MATE isn't capitalized in the article title.
Although I've had some involvement with MATE, I'd say it's going to be difficult to maintain and reach their goals unless a lot more developers hop on. This seems highly unlikely. I think it would make much more sense to contribute to XFCE to make it a complete alternative to GNOME 2 if there's something missing that should be there. To my knowledge, there is very little you can do in GNOME 2 you can't do in XFCE- primarily scrubbing across menus in the panels. You can run GNOME 2 applets, themes work correctly- what more do people want?
Especially considering the completeness and suitability of XFCE for daily use, I think it would make more sense. After all, Linus uses it. ^_~
I think it's great that people build new projects from existing code, but I wish they'd split a bit further away on the stack. For instance, if Cinnamon were built on Clutter, but not so similar to the Shell as to be problematic. There's bound to be a time when Cinnamon and the Shell aren't compatible in some fundamental way, and Cinnamon users are going to feel like they have the right to impose that compatibility on GNOME, when they most certainly don't. It's like someone coming into your house, taking your clothes (which you freely offered), bringing them back hemmed, and then forcing you to hem your pants the same way.

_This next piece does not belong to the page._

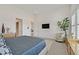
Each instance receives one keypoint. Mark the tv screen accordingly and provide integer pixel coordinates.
(45, 26)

Eventually it's gonna' bite them, just as Unity's scrollbars and other modifications to GTK have left them out of all but their own distro. Luckily these patches are tiny, but you can see the problem- these communities depend on upstream, they go in a wildly divergent direction, and then people expect upstream to change just because the spin-off is popular.
It's much easier to depend on cooperation than continually correct whatever upstream 'isn't doing right'. The Elementary team with Granite is a good example of how you should create new projects with necessary differences.